I think it was Wendell Berry who said birds and we had much in common, because we both eat bugs. Not that WE actually eat bugs, but bugs are our enemies. Cows we do eat, though. Outside my desk window, it’s basically cows and birds.
Cows are quite nimble creatures, though at first glance they’re large, fat, black, and sluggish. They’re cute when they stand there staring at you with their legs crossed, like ballerinas about to take the stage. Cows, a.k.a. meat wagons, from their baby calf days on, spend much time running across meadows, fully developing their quite sturdy legs.
When we first opened the kitchen door to this old farmhouse, a large red bird was throwing himself against the dining room window every five seconds, for hours. Annoyingly charming. And of the birds, cardinals are definitely the ones most in your face. It’s surprising, because they’re the ones wearing the black masks! They sit in the evergreens in front of the house, imitating whatever sounds we make. While at the sawbuck, I was startled to hear the bird loudly imitate the sound of my bow saw.

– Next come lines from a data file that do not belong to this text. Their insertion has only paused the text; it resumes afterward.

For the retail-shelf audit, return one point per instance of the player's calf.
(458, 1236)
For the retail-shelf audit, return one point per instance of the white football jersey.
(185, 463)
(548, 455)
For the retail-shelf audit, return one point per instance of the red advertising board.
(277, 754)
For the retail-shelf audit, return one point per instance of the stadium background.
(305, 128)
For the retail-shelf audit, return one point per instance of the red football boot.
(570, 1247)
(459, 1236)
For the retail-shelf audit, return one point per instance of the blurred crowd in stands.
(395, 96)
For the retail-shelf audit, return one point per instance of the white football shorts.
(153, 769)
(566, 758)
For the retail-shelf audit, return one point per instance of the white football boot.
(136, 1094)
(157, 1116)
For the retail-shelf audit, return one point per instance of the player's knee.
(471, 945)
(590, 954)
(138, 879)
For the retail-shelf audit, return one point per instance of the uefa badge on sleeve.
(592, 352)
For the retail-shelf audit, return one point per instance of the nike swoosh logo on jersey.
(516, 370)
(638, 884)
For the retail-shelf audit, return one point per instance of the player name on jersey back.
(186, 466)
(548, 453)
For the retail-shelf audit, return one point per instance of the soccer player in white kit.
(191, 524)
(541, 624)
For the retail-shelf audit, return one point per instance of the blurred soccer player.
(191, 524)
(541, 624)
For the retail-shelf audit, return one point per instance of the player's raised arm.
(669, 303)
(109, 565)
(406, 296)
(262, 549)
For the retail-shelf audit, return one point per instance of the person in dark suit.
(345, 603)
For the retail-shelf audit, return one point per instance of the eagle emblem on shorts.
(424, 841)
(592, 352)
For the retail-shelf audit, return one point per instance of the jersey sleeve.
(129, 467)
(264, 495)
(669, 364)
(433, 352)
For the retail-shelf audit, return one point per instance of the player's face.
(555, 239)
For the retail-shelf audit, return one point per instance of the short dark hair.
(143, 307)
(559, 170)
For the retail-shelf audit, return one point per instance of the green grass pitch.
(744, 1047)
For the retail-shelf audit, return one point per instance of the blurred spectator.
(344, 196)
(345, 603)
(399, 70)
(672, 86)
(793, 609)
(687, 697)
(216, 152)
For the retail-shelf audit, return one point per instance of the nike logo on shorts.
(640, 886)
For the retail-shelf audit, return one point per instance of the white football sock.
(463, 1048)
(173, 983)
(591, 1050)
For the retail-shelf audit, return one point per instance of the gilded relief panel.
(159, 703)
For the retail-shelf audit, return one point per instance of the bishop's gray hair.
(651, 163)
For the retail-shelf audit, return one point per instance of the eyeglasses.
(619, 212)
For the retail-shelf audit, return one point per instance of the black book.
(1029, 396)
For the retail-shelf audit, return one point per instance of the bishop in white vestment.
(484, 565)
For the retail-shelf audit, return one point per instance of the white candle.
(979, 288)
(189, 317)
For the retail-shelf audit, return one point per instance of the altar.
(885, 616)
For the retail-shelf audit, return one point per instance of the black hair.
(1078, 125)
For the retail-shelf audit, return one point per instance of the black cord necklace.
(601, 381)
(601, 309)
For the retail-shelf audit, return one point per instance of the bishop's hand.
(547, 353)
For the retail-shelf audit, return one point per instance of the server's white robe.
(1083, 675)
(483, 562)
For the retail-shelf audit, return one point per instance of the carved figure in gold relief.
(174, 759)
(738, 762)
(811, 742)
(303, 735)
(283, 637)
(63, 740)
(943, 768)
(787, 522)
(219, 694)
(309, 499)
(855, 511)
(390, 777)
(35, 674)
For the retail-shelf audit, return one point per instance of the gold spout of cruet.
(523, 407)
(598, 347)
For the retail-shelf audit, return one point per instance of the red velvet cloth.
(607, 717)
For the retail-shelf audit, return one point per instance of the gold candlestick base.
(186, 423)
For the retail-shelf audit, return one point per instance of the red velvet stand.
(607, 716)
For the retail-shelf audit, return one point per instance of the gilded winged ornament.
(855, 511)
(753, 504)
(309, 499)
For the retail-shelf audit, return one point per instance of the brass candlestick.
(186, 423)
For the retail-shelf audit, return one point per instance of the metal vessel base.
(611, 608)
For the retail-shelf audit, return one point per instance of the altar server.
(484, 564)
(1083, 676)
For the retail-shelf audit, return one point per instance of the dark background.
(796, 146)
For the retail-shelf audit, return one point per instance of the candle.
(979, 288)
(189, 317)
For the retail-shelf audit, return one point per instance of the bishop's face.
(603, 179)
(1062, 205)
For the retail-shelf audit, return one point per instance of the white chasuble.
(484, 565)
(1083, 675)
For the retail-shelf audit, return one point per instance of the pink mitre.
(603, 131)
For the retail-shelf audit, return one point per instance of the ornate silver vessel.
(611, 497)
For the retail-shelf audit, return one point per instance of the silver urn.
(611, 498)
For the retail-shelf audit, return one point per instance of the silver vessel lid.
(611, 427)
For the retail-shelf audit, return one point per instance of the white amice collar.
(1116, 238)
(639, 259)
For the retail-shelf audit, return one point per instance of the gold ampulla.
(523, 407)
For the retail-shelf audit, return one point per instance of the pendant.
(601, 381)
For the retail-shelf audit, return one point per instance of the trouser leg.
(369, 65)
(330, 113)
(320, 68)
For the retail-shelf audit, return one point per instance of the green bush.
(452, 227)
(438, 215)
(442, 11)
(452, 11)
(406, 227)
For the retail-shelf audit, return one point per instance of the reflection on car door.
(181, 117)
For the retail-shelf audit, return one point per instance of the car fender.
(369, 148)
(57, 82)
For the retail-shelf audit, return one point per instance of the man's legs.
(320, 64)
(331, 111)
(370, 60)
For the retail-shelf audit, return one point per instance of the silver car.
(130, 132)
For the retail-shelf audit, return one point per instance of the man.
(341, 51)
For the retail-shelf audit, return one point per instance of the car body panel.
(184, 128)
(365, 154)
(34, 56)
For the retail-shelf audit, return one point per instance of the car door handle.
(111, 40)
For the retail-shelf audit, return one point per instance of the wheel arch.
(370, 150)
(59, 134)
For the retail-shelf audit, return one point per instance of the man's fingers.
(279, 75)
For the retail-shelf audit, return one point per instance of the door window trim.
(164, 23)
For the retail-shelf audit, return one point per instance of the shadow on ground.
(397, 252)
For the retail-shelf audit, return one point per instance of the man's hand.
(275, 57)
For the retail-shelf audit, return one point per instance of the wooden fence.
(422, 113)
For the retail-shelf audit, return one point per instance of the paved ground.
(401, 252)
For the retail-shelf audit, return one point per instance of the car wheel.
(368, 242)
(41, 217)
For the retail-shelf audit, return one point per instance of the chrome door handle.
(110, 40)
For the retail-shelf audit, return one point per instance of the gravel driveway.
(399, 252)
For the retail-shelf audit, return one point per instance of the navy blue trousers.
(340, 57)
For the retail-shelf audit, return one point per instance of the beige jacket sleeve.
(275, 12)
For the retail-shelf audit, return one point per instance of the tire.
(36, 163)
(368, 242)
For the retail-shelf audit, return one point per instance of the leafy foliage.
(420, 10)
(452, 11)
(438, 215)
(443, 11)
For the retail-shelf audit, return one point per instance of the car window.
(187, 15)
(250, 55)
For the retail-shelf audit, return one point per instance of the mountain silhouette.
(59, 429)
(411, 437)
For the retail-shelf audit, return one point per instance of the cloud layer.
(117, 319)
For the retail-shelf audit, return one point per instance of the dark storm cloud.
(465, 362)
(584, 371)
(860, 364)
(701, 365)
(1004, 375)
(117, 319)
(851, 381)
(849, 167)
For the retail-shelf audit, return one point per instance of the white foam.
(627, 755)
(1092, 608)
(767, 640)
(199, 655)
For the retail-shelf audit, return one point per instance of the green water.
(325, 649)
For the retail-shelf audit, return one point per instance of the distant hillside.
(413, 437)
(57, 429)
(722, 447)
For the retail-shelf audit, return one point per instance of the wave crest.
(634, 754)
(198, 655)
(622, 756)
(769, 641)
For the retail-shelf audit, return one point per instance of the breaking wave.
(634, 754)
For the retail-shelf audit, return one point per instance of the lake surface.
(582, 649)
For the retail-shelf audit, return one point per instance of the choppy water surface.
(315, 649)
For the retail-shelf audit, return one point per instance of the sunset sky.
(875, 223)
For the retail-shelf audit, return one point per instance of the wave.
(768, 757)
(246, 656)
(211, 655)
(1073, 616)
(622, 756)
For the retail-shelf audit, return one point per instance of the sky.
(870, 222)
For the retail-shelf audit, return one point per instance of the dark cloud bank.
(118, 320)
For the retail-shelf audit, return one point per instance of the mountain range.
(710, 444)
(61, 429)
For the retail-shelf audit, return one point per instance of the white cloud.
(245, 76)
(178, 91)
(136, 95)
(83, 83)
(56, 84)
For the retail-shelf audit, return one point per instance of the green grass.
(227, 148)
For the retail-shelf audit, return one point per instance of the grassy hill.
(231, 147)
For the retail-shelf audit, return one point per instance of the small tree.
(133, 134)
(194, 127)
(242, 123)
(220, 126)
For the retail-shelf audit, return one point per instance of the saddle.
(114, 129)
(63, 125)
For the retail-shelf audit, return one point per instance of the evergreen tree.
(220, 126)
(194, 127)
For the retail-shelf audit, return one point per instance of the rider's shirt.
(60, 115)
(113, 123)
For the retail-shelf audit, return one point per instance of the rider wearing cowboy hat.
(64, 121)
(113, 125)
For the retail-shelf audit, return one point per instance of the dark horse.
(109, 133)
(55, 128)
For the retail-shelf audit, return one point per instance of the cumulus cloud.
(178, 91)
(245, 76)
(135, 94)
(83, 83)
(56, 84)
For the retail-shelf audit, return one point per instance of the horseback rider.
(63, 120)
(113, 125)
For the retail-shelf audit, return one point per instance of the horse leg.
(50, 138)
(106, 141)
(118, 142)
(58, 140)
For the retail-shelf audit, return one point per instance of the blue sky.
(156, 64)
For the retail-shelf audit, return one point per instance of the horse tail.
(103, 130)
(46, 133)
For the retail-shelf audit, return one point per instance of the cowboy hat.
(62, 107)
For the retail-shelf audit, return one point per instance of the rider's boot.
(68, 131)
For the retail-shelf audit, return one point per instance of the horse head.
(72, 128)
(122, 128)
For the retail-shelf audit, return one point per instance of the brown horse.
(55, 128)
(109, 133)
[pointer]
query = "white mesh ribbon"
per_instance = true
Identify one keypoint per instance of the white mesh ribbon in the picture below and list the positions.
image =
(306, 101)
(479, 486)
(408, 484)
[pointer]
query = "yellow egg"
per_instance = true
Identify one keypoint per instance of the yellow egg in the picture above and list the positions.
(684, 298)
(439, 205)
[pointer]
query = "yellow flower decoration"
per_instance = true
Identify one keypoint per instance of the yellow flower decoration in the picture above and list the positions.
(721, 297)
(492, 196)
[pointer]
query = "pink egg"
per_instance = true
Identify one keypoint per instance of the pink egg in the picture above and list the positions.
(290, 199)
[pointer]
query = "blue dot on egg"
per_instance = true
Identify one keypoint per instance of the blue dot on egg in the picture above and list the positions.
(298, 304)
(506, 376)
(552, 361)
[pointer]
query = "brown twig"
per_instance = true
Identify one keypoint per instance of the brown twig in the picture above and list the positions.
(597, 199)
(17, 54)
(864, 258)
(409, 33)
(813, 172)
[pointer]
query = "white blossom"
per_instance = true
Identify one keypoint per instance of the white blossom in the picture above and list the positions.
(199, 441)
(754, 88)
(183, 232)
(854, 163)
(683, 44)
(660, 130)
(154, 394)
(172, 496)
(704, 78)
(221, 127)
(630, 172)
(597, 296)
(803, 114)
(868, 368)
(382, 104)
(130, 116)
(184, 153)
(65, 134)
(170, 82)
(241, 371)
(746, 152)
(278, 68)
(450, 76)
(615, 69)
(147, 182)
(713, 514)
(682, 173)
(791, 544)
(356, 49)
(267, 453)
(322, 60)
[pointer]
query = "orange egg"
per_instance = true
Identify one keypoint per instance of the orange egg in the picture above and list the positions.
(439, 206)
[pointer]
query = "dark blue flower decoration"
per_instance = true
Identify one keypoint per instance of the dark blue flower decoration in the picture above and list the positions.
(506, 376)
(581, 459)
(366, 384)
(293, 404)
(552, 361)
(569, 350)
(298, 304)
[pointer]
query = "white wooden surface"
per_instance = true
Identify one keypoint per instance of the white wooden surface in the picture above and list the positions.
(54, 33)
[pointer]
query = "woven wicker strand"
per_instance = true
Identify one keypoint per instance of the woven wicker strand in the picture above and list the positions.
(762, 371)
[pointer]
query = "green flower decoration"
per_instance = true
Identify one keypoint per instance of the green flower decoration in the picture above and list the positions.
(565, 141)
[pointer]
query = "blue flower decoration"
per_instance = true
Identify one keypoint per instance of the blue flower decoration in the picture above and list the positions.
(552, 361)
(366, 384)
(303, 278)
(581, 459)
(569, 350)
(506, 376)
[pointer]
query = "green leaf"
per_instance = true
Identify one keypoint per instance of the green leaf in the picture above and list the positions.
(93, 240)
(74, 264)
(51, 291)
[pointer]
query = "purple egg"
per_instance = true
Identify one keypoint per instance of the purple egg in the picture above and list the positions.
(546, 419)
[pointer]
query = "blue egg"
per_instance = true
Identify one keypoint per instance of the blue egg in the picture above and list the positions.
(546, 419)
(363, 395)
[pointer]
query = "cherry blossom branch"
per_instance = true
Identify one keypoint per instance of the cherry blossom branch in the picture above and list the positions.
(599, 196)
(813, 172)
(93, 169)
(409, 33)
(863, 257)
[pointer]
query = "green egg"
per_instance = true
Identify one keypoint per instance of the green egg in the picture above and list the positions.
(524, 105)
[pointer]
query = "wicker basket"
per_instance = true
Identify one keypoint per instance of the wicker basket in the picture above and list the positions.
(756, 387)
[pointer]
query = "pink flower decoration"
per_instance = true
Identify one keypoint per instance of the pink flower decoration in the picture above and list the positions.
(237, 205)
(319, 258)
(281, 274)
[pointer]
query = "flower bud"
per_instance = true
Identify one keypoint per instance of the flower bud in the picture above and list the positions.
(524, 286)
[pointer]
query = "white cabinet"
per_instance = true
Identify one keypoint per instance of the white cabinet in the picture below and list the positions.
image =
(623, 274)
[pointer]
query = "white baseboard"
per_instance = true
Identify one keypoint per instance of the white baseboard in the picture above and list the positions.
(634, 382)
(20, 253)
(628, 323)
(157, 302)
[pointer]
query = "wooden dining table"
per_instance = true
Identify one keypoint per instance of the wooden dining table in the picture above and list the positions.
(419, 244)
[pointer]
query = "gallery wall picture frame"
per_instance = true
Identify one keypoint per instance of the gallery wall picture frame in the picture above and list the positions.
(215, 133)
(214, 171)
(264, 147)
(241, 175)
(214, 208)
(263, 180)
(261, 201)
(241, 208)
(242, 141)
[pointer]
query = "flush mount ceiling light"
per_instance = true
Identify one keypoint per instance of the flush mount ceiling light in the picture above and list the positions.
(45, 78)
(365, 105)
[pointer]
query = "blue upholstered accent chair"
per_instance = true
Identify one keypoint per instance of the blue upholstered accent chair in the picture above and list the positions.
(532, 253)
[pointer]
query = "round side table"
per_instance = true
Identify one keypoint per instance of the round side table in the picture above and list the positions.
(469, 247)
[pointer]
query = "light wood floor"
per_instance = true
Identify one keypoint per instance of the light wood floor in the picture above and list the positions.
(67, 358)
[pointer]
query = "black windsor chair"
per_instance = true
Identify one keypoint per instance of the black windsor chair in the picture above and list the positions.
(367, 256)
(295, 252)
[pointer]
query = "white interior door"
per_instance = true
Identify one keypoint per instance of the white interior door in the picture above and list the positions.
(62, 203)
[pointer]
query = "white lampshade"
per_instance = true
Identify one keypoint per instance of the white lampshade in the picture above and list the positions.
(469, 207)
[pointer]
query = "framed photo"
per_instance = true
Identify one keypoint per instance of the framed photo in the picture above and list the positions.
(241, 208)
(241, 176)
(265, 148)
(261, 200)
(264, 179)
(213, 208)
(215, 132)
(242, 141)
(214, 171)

We feed birds on the concrete wellhead, and on the ledge right outside my window. The doves come to the wellhead first in the day, then blue jays, woodpeckers, and smaller birds. Grackles come in swarms, and robins come in dozens. The first birds to dare come to the window after the cardinals are the tufted titmice, dapper little dressers, flying in and landing sideways, extremely skittish, but constantly returning, ever on the lookout for human hazards, while snagging seed. The next bunch to come are small birds with brown Davy Crockett caps: flat-footed, afraid a nothing, going about their business, taking their seeds and leaving.